Kevin Mizera The Hockey Writers
Could Lundqvist’s All-Star Snub Help the Rangers?
An All-Star Snub
It’s no secret that New York Rangers’ goaltender Henrik Lundqvist is an intense competitor. He’s consistently been one of the NHL’s top goalies since his rookie season in 2006. Since then he has been nominated for the Vezina Trophy (awarded to the league’s top goaltender) five times, winning it in 2012.
He has also played in the past three NHL All-Star Games (2009, 2011, and 2012)–but he won’t be there this time. Six other goalies will be sharing the All-Star spotlight in Columbus this Sunday, but Lundqvist won’t be one of them. While “The King’s” All-Star snub has left many fans scratching their heads, Lundqvist himself looks at it as being given the gift of time.
“It’s been a while,” Lundqvist said. “I think my second year, I had a break. I didn’t make the All-Star team. But all the other years, it’s been Olympics or All-Star Games. We’re going to take this as a good opportunity for me to rest physically and mentally and come back really excited to play.”– Anthony Rieber, Newsday
Once Lundqvist declared that he believed rest/break would be beneficial over All Star weekend, NHL turned elsewhere.
— Larry Brooks (@NYP_Brooksie) January 15, 2015
Of course, he would rather be on that stage–it’s an honor that few players ever get to experience. And Lundqvist’s competitive nature is legendary. But he’s also the consummate team player–and he knows full well what’s ahead for the Rangers. Having a full week of rest right now could wind up being the best thing for everyone.
The Road Ahead
Why is getting extra time off such a big deal? Most of the league is also getting the week off–it’s the same for everyone, right? Well, not really. The Blueshirts’ schedule is working against them–and days off will be few and far between once the season resumes on Tuesday, January 27 against the New York Islanders.

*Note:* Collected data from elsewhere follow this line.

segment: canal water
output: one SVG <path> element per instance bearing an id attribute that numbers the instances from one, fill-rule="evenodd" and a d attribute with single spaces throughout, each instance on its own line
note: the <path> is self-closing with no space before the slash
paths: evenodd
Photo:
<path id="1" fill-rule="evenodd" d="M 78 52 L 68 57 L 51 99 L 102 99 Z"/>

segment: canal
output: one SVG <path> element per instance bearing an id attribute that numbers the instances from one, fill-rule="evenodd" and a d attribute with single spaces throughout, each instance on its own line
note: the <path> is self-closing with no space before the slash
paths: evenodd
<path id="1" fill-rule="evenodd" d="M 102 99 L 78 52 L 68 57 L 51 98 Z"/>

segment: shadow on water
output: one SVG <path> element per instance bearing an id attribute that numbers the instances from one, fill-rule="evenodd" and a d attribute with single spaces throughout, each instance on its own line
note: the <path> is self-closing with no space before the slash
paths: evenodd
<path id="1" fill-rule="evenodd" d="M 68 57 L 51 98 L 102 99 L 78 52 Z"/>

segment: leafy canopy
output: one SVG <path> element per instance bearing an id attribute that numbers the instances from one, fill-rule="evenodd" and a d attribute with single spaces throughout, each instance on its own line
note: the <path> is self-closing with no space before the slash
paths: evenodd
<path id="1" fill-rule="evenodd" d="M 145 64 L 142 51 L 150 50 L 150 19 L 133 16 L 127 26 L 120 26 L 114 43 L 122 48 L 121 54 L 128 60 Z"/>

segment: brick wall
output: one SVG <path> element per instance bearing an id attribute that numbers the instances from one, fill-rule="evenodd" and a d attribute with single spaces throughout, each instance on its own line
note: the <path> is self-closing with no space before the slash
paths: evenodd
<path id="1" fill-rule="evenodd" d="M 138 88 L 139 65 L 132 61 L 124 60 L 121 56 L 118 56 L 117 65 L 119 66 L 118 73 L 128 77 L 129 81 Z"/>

Heading into the All-Star Game, no team has played fewer games (44) than the Rangers. The “second half” of the season will see them playing 38 games when other teams in their conference will only have to play 36 (Washington, Pittsburgh, Islanders), 35 (Boston, Detroit), or even 34 (Tampa Bay) in the same timeframe.
In the 37 days between January 27 and March 4, the Rangers will have 19 games–that’s an average of roughly a game every other day. Though that stretch only includes one set of back-to-back games (February 19 vs. Vancouver and February 20 in Buffalo), they only have consecutive days off twice (Feb 5-6 and 17-18).
The NHL season is a grueling 82-game marathon, and the games get harder as the season gets longer. A week of extra rest for their franchise goalie might pay dividends when the playoffs roll around.